What is the pathogenesis of acute gouty arthritis?
Shedding of urate crystals (microtophi) in the synovial fluid from articular cartilage or precipitation of new crystals. Can occur from sudden increase in urate concentration, or from mechanical stresses. However, remember that urate crystals are ALWAYS present in synovial fluid of gouty arthritis.
What is the onset of a gouty attack? Who does it affect?
40-60 y/o Male, in the middle of the night. Even untreated, the attack is self-limiting, lasts 3-7 days, and then the patient is asymptomatic. Attacks can get progressively worse until the patient gets persistent gout.
What tests can you do to diagnose chronic gout?
Synovial aspiration will show PMNs and bright yellow needle shaped crystals on a dark background on polarizing microscopy. Radiographic features are cortical indentations or erosions with sharply defined sclerotic margins due to tophi in adjacent soft tissues.
What are the renal complications of hyperuricemia?
Urate nephropathy: prteinuria, loss of urine concentration ability, HTN, azotemia, due to crystals in the interstitium of the kidney. Acute hyperuricemic nephropathy is characterized by oliguria and renal failure due to crystal's tubular destruction. Teat with hydration and allopurinol. Urolithiasis: stones are a mix of uric acid and calcium oxalate, correlates with the amt of uric acid excreted in urine.

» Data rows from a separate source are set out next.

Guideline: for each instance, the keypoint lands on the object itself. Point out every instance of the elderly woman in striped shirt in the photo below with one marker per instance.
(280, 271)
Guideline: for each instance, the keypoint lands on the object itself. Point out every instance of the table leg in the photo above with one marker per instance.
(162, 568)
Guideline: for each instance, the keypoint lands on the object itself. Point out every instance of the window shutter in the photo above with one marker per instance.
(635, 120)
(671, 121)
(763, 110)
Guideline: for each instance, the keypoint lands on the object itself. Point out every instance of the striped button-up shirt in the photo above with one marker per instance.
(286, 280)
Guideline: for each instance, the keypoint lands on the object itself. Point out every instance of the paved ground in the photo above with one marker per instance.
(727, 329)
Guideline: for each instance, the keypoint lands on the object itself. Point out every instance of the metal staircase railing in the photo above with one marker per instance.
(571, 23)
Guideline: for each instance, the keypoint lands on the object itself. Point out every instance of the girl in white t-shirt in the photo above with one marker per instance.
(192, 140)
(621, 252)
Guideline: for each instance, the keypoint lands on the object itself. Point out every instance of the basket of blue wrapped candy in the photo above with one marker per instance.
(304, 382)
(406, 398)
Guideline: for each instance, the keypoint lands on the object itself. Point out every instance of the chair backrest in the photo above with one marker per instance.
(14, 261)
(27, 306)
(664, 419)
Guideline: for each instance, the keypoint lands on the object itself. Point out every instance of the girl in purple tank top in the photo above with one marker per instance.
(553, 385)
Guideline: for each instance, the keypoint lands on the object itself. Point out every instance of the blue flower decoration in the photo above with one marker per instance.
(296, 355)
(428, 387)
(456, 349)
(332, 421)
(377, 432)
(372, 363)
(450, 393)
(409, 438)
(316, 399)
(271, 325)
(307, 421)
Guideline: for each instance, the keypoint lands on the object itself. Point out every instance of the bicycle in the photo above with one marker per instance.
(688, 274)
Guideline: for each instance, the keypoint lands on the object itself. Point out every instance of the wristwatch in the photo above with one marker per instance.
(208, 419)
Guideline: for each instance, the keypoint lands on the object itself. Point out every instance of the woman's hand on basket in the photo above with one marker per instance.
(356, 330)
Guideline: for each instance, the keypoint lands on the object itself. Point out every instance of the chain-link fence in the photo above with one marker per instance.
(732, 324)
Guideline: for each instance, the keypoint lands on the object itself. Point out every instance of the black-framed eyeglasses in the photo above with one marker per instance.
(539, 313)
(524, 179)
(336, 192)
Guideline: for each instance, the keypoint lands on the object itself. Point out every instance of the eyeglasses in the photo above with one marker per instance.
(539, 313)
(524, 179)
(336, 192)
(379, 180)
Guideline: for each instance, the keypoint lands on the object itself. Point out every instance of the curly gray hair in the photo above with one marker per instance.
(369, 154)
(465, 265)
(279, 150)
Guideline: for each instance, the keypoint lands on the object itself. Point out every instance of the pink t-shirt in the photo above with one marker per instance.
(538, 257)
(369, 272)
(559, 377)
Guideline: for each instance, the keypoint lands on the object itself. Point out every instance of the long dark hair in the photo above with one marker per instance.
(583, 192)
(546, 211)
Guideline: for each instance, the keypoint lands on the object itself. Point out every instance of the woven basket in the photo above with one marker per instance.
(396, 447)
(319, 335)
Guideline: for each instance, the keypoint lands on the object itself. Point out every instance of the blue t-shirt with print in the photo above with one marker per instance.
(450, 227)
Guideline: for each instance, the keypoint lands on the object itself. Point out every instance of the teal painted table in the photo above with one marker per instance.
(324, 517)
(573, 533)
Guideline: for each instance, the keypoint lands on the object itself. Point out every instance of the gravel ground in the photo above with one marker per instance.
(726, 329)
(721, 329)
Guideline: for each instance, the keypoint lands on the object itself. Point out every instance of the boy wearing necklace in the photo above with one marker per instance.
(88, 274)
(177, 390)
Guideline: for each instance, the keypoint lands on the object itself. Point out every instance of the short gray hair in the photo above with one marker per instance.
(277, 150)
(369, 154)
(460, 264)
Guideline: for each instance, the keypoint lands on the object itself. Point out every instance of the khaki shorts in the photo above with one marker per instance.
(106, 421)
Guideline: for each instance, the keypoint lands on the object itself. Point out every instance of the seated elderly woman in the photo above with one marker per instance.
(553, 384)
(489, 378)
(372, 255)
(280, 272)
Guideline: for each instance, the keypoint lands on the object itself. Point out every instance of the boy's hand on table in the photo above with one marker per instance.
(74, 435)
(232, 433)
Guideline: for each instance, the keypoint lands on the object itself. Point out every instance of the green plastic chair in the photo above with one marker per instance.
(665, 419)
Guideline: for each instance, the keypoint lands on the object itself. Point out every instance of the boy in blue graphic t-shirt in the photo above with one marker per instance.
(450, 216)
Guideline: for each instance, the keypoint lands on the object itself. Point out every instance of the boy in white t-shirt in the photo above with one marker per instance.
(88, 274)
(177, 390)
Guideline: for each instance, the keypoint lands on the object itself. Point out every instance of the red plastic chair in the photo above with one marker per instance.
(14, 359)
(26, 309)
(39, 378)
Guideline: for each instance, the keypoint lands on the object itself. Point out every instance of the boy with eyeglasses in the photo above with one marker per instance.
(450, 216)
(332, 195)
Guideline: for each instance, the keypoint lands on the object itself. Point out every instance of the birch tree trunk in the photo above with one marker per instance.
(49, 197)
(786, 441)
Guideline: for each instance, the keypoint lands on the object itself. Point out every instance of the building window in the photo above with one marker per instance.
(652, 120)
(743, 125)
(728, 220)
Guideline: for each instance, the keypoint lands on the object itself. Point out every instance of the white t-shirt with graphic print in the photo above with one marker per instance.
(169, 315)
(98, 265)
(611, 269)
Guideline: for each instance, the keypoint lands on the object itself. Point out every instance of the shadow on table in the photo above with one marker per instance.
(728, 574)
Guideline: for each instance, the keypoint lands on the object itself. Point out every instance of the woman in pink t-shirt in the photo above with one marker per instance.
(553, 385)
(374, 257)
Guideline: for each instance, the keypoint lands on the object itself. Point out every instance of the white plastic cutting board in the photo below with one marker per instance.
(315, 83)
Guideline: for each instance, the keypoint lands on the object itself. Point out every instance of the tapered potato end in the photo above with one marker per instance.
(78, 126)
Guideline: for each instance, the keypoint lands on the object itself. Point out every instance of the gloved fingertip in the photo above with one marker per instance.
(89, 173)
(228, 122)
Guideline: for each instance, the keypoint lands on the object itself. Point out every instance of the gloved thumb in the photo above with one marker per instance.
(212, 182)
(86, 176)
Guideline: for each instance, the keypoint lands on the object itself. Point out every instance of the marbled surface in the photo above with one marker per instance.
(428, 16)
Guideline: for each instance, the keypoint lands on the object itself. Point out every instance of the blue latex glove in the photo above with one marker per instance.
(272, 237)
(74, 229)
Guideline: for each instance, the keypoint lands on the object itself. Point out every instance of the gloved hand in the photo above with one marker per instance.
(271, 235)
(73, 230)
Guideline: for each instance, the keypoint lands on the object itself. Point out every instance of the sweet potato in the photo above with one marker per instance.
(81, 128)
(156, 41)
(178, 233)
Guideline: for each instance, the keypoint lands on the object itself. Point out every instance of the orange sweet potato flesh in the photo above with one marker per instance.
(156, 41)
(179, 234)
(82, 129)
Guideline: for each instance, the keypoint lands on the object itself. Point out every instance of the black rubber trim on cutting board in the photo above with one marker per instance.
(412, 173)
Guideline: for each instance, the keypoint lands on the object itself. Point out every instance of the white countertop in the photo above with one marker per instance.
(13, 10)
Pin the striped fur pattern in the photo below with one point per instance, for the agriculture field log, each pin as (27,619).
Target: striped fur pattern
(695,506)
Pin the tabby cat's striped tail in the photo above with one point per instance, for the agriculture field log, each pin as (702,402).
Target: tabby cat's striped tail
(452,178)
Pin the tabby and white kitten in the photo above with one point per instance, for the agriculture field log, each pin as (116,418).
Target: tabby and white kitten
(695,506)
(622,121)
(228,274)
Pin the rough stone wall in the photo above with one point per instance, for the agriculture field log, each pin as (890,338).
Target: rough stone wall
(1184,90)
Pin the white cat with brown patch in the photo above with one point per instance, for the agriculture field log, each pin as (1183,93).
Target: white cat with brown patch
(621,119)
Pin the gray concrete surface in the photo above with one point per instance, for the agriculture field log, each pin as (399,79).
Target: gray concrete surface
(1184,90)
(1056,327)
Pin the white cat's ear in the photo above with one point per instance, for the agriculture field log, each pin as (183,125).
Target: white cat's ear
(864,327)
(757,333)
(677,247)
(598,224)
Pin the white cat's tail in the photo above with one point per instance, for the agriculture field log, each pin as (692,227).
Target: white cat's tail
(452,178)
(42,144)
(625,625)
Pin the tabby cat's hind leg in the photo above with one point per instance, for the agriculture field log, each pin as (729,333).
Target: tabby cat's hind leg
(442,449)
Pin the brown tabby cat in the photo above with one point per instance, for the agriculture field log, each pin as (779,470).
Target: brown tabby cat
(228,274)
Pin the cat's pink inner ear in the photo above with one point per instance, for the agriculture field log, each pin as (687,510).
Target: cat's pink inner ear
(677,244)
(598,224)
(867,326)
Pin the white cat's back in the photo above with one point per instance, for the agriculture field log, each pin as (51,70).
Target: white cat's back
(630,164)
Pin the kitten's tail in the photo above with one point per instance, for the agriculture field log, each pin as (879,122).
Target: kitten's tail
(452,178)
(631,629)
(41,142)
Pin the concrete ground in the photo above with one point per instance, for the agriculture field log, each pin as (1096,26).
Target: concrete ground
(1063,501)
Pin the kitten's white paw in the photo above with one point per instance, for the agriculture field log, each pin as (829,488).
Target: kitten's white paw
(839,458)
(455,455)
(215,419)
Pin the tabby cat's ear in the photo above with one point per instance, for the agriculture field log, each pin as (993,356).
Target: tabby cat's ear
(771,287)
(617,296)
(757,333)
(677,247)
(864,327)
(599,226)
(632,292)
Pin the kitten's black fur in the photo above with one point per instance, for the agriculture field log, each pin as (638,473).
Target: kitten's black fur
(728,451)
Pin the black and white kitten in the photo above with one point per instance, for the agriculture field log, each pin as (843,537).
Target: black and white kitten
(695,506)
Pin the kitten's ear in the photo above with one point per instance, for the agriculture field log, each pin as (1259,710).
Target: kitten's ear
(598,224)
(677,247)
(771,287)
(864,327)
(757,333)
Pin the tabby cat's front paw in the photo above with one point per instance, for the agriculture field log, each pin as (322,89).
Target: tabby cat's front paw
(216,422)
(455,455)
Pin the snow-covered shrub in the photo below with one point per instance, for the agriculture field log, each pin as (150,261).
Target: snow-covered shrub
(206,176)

How is asymptomatic hyperuricemia managed?
No treatment because it doesn't affect renal function, and a uric acid lowering agent requires lifelong therapy(expensive, SE)
How is acute gouty arthritis treated?
Colchicine, NSAIDs, corticosteroids. Colchicine can be used for low dose prophlaxis. Do not use allopurinol because it can precipitate another acute attack!
How is chronic gouty arthritis treated?
Only after an acute attack has resolved, you can give allopurinol (xanthine oxidase inhibitor). Keep the dose low in the presence of renal failure, and allopurinol reduces metabolism of Warfarin, 6-mercaptopurine, and azathioprine, so it could lead to toxicity of those drugs. SE of allopurinol are nausea, diarrhea, drug fever, hepatotoxicity, vasculitis, nephritis, rash. Esp bad in those with renal insufficiency
When can uricosuric agents be used for patients with chronic gout?
When they have normal renal function and hyperuricemia that excretes less than 700 mg of uric acid/day. Probenecid SE are headache, nausea, anorexia, skin rash, nephrotic syndrome, hepatic necrosis, aplastic anemia. Sulfinpyrazone can cause BM suppression. An acute attack prophylaxis must still be used after the uric acid levels have gone down.
Which joint is affected first in gout?
First MTP joint (base of big toe)
Which joint is affected first in pseudogout?
knees
What is the difference b/w gout and pseudogout?
pseudogout has calcium-pyrophosphate crystals, and has a more subacute onset. Also affects knees first, whereas gout affects big toe first.
What diseases are associated with pseudogout(CPPD)?
Hyperparathyroidism(elevated Ca levels,) low PO4, low Mg, familial hypocalciuric hypercalcemia, hemochromatosis, hypothyroidism. OA can also facilitate crystal deposition in pseudogout.
How is pseudogout definitively diagnosed?
aspiratino f synovial fluid which will show positively birefringent calcium pyrophosphate crystals in the leukocytes. Should also be cultured for infectious agents.
In the work up for gout or pseudogout, why should you do a culture?
Because it could be a septic joint.
How are pseudogout attacks treated?
Colchicine, NSAIDs, corticosteroids, just like acute gouty arthritis. Make sure you rule out septic joint first!
How is gout pain different from OA pain?
Gout pain-due to inactivity, morning stiffness over 30 minutes. OA pain due to activity, morning stiffness less than 30 minutes.